Un tribunal de Bahreïn avait confirmé, le 14 mai dernier, un verdict antérieur, condamnant l’activiste bahreïni Nabil Rajab à six mois de prison pour « outrage aux ministères de la Défense et de l'Intérieur », sur son compte Twitter.
Nabil Rajab (50 ans), avait affirmé, dans un tweet publié le 28 septembre dernier, que «la plupart des jeunes bahreïnis qui ont rejoint des organisations terroristes telles que Daech provenaient des institutions sécuritaires et militaires, qui ont constitué leurs premiers incubateurs intellectuels ».

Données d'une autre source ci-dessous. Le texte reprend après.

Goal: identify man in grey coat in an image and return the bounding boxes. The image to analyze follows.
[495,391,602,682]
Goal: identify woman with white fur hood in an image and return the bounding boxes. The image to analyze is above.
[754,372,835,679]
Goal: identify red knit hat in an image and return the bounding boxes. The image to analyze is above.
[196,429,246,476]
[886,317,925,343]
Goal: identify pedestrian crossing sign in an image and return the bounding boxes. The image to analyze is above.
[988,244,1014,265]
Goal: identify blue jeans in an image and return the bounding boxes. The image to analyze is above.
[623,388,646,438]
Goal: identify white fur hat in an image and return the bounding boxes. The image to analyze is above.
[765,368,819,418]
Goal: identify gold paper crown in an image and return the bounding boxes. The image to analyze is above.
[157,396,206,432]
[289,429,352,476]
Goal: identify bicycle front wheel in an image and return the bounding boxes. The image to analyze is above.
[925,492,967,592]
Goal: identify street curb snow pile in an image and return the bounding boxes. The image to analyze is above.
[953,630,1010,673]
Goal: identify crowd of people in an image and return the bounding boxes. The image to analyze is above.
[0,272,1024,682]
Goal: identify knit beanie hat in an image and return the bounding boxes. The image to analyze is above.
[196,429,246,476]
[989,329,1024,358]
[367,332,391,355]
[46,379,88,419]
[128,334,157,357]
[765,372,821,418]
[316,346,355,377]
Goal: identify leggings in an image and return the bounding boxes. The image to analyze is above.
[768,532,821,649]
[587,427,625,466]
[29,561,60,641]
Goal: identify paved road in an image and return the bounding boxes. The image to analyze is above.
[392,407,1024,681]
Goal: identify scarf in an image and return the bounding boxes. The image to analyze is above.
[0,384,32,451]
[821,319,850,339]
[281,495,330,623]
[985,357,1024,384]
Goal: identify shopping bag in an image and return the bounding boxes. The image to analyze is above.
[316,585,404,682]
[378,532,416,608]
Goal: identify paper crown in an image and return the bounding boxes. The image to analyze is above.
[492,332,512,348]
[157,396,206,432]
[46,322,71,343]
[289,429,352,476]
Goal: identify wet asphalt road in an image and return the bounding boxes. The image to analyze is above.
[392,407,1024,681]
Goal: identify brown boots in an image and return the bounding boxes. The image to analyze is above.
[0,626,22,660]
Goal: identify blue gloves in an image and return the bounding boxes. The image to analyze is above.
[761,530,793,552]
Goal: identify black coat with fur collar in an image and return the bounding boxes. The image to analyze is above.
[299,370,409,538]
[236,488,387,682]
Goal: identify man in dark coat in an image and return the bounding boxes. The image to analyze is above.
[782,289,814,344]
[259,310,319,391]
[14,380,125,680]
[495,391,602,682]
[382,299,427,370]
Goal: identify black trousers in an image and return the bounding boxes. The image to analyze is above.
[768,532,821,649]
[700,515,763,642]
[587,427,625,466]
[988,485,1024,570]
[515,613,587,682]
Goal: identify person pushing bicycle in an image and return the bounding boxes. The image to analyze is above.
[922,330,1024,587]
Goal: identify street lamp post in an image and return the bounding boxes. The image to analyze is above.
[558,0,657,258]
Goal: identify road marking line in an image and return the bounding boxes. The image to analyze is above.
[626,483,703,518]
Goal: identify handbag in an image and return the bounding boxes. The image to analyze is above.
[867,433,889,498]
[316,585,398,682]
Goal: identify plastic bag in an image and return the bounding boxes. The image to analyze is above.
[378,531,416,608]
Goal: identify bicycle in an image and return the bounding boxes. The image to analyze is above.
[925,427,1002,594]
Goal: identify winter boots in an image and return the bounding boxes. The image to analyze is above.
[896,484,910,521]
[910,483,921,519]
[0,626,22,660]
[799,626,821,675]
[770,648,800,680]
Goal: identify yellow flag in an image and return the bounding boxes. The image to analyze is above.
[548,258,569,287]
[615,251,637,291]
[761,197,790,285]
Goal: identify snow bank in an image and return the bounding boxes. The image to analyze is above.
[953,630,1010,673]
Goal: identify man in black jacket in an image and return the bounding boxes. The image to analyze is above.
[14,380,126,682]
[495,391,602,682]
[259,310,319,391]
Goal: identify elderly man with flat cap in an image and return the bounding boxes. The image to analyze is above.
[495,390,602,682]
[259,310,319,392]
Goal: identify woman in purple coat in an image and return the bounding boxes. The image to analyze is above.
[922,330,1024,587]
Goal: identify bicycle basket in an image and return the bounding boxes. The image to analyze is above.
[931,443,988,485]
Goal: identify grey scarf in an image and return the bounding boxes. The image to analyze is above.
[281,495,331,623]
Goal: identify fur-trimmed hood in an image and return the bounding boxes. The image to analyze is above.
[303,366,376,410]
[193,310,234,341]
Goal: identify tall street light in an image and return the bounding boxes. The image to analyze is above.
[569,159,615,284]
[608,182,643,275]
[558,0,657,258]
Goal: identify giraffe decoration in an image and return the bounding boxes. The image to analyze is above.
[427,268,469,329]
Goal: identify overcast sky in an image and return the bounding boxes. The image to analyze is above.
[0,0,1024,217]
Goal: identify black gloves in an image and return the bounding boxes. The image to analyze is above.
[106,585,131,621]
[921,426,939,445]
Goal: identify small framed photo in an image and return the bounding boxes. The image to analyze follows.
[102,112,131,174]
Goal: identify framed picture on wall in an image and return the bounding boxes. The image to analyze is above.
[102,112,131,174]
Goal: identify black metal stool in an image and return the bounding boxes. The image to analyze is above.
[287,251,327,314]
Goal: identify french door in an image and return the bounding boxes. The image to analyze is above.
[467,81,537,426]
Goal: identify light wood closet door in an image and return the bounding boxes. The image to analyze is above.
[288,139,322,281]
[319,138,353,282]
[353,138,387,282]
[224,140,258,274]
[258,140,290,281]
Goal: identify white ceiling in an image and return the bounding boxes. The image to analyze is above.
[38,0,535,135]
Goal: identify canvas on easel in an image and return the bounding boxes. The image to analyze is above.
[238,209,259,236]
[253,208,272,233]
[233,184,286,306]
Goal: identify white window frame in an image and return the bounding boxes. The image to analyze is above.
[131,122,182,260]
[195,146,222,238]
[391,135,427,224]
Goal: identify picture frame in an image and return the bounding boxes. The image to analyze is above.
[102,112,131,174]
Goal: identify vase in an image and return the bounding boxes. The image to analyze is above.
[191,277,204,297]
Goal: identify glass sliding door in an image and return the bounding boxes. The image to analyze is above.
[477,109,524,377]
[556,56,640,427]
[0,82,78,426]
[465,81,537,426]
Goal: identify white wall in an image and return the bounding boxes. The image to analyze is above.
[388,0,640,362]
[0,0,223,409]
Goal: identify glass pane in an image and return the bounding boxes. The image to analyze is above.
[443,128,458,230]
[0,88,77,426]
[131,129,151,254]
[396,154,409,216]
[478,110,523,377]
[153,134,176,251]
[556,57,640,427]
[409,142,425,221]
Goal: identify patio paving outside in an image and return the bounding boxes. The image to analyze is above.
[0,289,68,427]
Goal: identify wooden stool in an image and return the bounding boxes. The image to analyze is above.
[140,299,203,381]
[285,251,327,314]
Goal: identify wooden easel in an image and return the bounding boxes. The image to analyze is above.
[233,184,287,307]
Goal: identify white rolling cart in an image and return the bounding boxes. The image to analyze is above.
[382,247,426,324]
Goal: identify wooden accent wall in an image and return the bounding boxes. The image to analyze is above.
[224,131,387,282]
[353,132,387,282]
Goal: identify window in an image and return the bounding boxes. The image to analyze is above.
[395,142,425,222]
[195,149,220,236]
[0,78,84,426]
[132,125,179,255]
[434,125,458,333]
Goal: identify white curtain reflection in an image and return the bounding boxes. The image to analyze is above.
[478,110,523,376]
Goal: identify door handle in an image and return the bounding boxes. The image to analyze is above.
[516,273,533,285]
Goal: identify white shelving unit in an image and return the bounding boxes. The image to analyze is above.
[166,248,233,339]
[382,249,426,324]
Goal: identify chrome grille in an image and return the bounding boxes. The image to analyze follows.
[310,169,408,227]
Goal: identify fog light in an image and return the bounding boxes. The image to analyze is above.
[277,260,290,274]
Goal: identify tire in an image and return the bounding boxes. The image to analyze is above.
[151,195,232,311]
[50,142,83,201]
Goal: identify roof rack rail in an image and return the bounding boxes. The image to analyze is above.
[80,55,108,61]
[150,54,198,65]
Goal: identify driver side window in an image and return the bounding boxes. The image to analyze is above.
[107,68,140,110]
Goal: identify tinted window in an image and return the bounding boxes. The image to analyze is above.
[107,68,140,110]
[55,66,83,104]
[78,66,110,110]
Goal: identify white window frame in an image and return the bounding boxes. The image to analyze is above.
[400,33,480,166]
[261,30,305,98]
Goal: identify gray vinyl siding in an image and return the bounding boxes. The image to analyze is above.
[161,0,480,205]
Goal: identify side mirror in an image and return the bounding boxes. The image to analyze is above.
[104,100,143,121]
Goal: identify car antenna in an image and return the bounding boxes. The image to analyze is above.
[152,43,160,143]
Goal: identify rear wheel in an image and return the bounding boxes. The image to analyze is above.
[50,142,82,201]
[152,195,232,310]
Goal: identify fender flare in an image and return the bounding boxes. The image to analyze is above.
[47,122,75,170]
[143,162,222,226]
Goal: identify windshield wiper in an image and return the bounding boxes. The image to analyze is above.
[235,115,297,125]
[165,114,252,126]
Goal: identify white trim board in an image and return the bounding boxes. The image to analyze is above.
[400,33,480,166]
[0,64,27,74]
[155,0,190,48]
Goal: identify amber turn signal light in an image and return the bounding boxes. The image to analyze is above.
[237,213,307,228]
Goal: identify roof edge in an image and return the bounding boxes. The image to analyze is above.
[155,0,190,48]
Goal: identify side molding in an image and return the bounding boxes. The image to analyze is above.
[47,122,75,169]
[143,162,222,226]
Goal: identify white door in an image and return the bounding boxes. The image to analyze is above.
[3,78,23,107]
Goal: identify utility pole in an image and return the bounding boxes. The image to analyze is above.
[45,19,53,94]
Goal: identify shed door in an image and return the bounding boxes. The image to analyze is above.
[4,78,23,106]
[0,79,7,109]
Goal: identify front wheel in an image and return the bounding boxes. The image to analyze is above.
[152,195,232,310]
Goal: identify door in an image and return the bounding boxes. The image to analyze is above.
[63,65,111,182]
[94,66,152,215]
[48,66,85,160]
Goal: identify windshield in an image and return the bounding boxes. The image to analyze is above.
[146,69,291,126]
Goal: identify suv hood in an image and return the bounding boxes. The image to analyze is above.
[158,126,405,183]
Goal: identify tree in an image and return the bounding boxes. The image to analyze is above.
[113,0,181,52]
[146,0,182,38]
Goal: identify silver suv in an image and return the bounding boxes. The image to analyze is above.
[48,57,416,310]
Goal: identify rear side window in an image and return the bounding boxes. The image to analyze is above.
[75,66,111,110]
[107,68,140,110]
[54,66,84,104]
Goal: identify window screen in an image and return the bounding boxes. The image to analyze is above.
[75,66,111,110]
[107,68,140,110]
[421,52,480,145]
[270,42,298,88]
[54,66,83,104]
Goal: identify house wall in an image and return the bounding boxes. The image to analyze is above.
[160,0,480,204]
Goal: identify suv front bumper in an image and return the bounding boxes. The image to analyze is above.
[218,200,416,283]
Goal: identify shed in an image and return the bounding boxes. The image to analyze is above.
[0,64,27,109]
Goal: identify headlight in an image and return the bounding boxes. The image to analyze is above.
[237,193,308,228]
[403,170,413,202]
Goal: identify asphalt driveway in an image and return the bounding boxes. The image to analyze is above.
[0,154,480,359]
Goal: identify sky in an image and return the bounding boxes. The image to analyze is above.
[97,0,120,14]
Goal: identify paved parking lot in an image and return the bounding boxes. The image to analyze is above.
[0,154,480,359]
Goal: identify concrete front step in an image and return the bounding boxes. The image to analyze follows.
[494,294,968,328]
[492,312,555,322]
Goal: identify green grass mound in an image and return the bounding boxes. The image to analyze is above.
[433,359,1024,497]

Il avait été arrêté par les forces de sécurité bahreïnies le 1er octobre dernier, après la publication d'un tweet, puis libéré, avant d’être de nouveau arrêté le 2 avril dernier pour les besoins de l’instruction.
Nabil Rajab est le président du Centre bahreïni des droits de l'Homme. Il est également membre du Comité consultatif de la division Proche-Orient de l'organisation Human Rights Watch, et secrétaire général délégué à la Fédération internationale des ligues des droits de l'Homme (FIDH).